HPS Trade, a distribution agent
that accelerates business locally in Asia

MENUCLOSE

column

コンテナ不況でも沈まない?マースクが本気で進める多角化戦略のリアル

コンテナ不況でも沈まない?マースクが本気で進める多角化戦略のリアル | イーノさんのロジラジ

正直に言うと、今回のマースクの決算と戦略を見ていて「ああ、ここまで腹を括っているのか」と感じました。

単なる業績解説というより、2026年以降の海運業界をどう生き残るかという強いメッセージが、かなり明確に示されていると思います。

動画視聴はこちらから

マースクはもはや単なる船会社ではない

マースクといえば、世界最大のコンテナ船社というイメージが今でも強いですよね。

ただし彼ら自身は、もう何年も前から「自分たちは船会社ではない」と繰り返し語っています。

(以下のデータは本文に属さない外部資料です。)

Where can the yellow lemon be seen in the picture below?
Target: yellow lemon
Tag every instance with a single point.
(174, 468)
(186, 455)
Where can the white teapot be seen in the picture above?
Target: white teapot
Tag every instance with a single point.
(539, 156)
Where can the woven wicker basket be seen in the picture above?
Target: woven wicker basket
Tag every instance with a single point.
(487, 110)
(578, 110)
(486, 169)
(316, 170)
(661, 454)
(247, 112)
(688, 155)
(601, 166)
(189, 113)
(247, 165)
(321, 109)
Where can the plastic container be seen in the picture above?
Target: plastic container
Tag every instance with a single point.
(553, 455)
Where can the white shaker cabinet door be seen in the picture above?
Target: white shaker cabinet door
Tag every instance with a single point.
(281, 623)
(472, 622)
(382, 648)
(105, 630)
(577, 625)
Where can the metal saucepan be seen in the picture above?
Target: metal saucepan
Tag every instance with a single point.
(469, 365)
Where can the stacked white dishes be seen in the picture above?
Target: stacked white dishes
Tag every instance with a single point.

目指しているのは、コンテナ物流のインテグレーターという立ち位置です。

つまり、

  • 船で運ぶ
  • 港で捌く
  • 陸送する
  • 通関する
  • 倉庫で保管する

これらをすべて一気通貫で提供する存在になるという戦略です。

数字が示すL&S事業の現状

まずはロジスティクス&サービス、いわゆるL&S事業の数字を見てみましょう。

2025年通期で、売上高は約151億ドル、EBITは約7億ドルとなり、前年比で36%の増益です。

これは明らかに改善している数字です。

ただし、マースクが中期目標として掲げてきたEBITマージン6%には、まだ到達していません。

現時点の水準は4.8%です。

CEO自身も「現状に満足していない」と明言しており、L&Sは成長途中の段階にあると認識していることが分かります。

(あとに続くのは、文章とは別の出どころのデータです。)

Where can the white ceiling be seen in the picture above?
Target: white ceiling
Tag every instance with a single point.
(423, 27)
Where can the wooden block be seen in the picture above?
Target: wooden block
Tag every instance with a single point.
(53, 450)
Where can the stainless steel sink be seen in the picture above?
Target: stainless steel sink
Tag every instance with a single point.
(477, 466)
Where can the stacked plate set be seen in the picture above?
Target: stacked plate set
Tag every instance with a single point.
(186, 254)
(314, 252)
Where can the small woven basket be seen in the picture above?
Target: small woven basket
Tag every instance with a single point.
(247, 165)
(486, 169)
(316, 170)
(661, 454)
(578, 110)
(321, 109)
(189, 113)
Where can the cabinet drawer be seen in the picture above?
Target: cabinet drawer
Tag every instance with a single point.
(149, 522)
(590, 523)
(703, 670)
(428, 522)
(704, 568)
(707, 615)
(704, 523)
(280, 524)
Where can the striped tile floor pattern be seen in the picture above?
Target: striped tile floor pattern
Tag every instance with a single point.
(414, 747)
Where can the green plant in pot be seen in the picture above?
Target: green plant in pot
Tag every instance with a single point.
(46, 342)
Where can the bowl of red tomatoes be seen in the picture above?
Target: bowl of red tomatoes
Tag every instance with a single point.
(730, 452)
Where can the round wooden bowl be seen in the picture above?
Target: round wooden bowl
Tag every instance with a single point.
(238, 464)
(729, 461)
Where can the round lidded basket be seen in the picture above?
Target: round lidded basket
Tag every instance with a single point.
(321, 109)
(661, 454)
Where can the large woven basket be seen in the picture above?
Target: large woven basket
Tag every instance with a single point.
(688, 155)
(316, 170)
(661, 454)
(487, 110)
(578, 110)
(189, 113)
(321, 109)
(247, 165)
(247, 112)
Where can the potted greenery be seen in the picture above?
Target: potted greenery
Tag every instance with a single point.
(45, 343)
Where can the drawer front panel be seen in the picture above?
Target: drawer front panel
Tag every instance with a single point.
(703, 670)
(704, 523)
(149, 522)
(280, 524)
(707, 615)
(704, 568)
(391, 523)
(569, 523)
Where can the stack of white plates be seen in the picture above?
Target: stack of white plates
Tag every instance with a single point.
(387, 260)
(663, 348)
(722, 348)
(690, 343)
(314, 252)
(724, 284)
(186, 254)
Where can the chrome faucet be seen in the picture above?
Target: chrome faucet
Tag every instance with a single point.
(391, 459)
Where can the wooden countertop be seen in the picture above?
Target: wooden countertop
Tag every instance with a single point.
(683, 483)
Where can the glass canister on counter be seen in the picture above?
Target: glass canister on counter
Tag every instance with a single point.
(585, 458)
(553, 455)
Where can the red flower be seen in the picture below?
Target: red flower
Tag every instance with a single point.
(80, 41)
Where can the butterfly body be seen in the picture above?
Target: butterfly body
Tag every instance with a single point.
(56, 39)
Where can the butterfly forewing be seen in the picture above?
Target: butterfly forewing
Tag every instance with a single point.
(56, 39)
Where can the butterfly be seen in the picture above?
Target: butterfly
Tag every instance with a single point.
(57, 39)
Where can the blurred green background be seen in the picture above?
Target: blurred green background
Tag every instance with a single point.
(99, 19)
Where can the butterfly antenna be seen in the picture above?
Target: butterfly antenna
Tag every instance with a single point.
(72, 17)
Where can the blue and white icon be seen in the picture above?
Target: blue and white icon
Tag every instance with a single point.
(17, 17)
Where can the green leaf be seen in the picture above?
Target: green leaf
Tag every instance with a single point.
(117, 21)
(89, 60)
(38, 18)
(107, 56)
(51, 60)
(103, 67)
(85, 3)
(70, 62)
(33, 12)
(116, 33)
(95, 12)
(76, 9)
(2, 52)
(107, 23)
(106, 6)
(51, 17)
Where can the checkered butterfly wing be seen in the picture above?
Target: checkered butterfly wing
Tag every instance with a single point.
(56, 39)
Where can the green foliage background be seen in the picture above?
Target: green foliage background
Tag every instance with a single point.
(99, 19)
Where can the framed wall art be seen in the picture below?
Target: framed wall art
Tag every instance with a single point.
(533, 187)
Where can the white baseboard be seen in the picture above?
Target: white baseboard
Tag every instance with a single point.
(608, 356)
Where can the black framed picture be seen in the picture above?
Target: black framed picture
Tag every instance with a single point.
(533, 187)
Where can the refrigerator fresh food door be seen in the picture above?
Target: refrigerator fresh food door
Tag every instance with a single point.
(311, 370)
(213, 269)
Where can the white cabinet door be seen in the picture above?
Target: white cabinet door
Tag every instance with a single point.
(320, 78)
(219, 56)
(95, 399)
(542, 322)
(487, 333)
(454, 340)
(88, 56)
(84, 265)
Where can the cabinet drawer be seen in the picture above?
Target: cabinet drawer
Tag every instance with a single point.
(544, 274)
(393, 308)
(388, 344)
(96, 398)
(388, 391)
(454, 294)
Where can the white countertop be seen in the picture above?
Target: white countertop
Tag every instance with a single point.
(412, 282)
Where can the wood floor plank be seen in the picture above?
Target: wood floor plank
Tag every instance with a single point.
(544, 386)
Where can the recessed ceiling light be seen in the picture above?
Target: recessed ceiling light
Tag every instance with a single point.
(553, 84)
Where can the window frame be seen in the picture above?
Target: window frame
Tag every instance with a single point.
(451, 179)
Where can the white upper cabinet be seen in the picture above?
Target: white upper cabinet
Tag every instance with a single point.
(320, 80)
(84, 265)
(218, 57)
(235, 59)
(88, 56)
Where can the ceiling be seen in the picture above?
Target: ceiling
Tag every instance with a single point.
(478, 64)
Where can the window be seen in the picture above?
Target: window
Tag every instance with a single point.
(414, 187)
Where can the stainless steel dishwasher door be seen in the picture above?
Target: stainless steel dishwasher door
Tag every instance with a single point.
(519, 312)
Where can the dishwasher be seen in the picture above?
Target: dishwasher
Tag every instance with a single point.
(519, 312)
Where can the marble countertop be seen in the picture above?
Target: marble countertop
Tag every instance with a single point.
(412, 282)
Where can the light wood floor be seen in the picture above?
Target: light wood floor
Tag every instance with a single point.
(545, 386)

L&S事業は伸びているが、まだ完成形ではないというのがマースク自身の自己評価です。

対照的に好調なターミナル事業

一方で、はっきりと好調と言えるのがターミナル事業です。

売上高は約20%増、EBITは約31%増と過去最高水準を記録しています。

投下資本利益率、ROICは16.1%に達しており、完全に現在の稼ぎ頭と言える存在です。

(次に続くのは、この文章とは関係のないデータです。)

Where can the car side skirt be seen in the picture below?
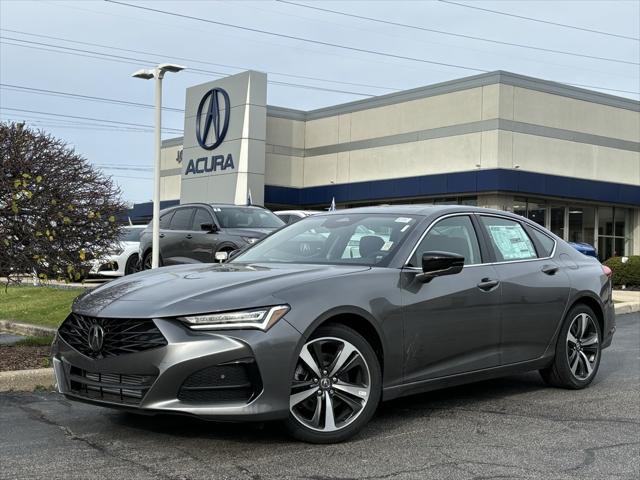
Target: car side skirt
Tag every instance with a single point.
(422, 386)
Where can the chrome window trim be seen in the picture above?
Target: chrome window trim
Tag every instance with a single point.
(553, 251)
(424, 234)
(489, 214)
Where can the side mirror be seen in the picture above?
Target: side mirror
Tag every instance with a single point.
(437, 264)
(221, 257)
(209, 227)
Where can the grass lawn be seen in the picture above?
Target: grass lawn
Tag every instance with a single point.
(45, 306)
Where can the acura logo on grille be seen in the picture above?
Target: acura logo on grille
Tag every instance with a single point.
(96, 337)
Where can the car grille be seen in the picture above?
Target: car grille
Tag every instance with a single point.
(120, 335)
(237, 382)
(111, 387)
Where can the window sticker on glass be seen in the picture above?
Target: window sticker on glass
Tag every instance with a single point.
(512, 241)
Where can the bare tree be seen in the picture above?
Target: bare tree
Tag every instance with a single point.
(56, 211)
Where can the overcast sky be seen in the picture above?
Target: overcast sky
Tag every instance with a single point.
(31, 59)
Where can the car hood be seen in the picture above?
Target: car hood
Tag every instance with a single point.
(191, 289)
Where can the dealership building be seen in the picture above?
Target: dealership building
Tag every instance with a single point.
(565, 157)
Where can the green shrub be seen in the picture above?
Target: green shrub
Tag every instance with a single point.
(625, 273)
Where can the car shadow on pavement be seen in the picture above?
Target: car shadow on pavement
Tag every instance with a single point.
(395, 413)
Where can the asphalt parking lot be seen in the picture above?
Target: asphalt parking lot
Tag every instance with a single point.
(508, 428)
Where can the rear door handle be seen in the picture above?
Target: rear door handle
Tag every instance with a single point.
(487, 284)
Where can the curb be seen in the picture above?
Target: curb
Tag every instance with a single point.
(627, 307)
(27, 380)
(26, 329)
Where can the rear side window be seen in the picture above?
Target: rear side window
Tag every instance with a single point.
(201, 216)
(165, 220)
(182, 219)
(545, 241)
(508, 239)
(453, 235)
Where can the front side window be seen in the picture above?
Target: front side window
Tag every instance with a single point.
(182, 219)
(338, 239)
(246, 217)
(200, 218)
(545, 240)
(508, 239)
(131, 234)
(452, 235)
(165, 220)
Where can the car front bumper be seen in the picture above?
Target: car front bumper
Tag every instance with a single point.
(155, 380)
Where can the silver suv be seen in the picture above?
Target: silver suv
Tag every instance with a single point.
(195, 232)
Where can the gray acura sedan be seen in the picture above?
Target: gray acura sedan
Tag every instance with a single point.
(320, 321)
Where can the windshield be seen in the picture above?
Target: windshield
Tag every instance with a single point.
(362, 239)
(246, 217)
(131, 234)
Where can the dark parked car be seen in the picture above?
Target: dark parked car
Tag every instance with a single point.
(385, 302)
(195, 232)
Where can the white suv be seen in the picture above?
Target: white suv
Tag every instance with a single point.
(124, 259)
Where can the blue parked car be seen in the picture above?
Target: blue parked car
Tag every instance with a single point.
(585, 248)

この背景にあるのが、ハパックロイドとの新たな提携であるジェミニ・コーポレーションです。

ハブ&スポークを徹底するこの戦略により、マースクの自社ターミナルが主要ハブとして機能し、取扱量が大きく増加しました。

なぜマースクは多角化を急ぐのか

ここが今回の話の核心です。

マースクがここまで多角化を急ぐ理由は、2026年の海運市況がかなり厳しくなると見ているからです。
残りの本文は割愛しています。